Otra movida Vaticana. Y van...

Que hay otro escándalo es evidente. Económico, por más señas. Hace días se denunciaba una entrada fraudulenta en ordenadores con contenidos digamos “delicados” y tras esta noticia la detención de Francesca Chaouqui, ya en libertad, y Lucio Ángel Vallejo Balda, que parece que sigue detenido.

No se sabe muy bien qué ha pasado, sí que están a punto de aparecer dos libros con contenidos parece que preocupantes en el tema financiero. No obstante, y a la espera de noticias si las hubiere, me voy a permitir dejar aquí las mismas consideraciones en lo financiero que hago a mis feligreses en la homilía cuando toca.

Parto de que el dinero en sí mismo no es ni malo ni bueno, sino un medio de, y que su bondad y su maldad dependen de otras cosas. Dicho esto, hay que puntualizar cosas que sirven tanto para la administración de una familia, de una parroquia o del mismísimo Vaticano.

  • Lo primero de todo es garantizar honradez y transparencia total a la hora de adquirir y manejar bienes y dinero. La Iglesia, universal, particular y particularísima como parroquias u otros organismos, no tiene más posibilidad de ingresos que las donaciones de los fieles, particulares o colectivos, el producto de la administración de sus bienes como podrían ser alquileres, intereses de cuentas y las ayudas y subvenciones oficiales para mantenimiento del patrimonio. No estamos ni para negocietes, ni para aceptar sobornos, mordidas o cosa similar.
  • Y dar un uso adecuado a los bienes que recibimos. Los bienes que llegan a la Iglesia no pueden salirse de unas finalidades claras:
    • Sustento del clero. Sustento, es decir, vida digna, decente, SIN LUJOS, que para eso somos célibes por y para el Reino. En este sustento hay que meter casas rectorales, residencias episcopales y de ahí para arriba.
    • Culto. Que debe englobar evidentemente los lugares de culto, algunos de ellos además monumentales y de conservación compleja.
    • Obras de caridad y apostolado.
  • Todo esto, con transparencia total por responsabilidad y fidelidad a los donantes.

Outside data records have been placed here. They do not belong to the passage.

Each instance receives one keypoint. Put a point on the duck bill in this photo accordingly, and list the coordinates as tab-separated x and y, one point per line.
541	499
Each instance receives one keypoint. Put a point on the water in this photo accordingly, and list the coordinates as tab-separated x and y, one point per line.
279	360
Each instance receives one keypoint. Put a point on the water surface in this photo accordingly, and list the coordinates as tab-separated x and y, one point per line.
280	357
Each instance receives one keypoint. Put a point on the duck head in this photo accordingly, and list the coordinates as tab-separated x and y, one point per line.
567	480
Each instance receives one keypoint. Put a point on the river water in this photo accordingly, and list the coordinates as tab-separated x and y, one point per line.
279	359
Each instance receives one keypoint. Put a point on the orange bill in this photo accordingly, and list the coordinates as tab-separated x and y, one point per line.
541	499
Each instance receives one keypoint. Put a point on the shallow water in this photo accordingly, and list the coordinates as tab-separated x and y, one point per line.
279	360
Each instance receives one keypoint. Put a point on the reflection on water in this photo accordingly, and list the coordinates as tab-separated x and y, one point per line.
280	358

Si hay tantas cosas ocultas, si hay datos que pueden resultar escandalosos a los ojos de los fieles, es porque algo no se está haciendo correctamente.

Estos supuestos escándalos, y algo gordo hay cuando tenemos arrestado a todo un monseñor, al final a quien salpican es a los curas y a las más sencillas obras de la Iglesia. Estamos a unos días de la celebración en España del Día de la Iglesia Diocesana. Pues ya me está diciendo la gente que a ver luego qué pasa con el dinero, que en qué se gastará y a dónde irá a parar.

Yo no sé si los monseñores romanos tienen que aguantar mucho. Yo sé lo que pasamos tantos sacerdotes y tantos laicos de buena voluntad, especialmente los que forman los consejos económicos de las parroquias, que somos los que en definitiva recogemos lo que dice la calle: qué líos de dinero no tendrán estos. Porque te pasas el día administrando lo poco que tienes, sacando casi de donde no hay, ajustando cuentas al céntimo, para acabar teniendo la impresión de que en otras esferas se vive con distinta alegría.

Y luego te queda otra sensación muy amarga, que es la impresión de que la gente anda por los pasillos del Vaticano empuñando el alfanje por si acaso. En el Sínodo ya dijo el papa Francisco que no siempre las intervenciones habían sido suficientemente benévolas –ojo-. En tiempos del emérito Benedicto XVI filtración de documentos secretos. Ahora que si alguien filtró una carta de algunos cardenales respeto a la metodología sinodal, que si intrusos en un ordenador, que si un monseñor y una signorina han filtrado papeles y conversaciones grabadas en secreto al santo padre. Oigan, ¿pero esto qué es? ¿Esto es la Iglesia de Cristo?

No se extrañen de que algunos estemos no escandalizados, eso no, que quien confiesa conoce muy bien la debilidad humana, pero sí disgustados, desalentados, un poco hartos. No es fácil concienciar a la gente de ciertas cosas cuando después casi que un día y otro acabas viendo lo que vas viendo. Casi como si te estuvieran tomando el tupé.

¿Qué saldrá en el libro de hoy? ¿Y en el de mañana o pasado? ¿Volverá a salir, por enésima vez, Lombardi explicando que hay que explicar lo inexplicable pero que es lo que no es y que aunque parezca que es, no lo es del todo exactamente? Desgrsciadamente, mañana más, y pasado posiblemente. Y así estamos.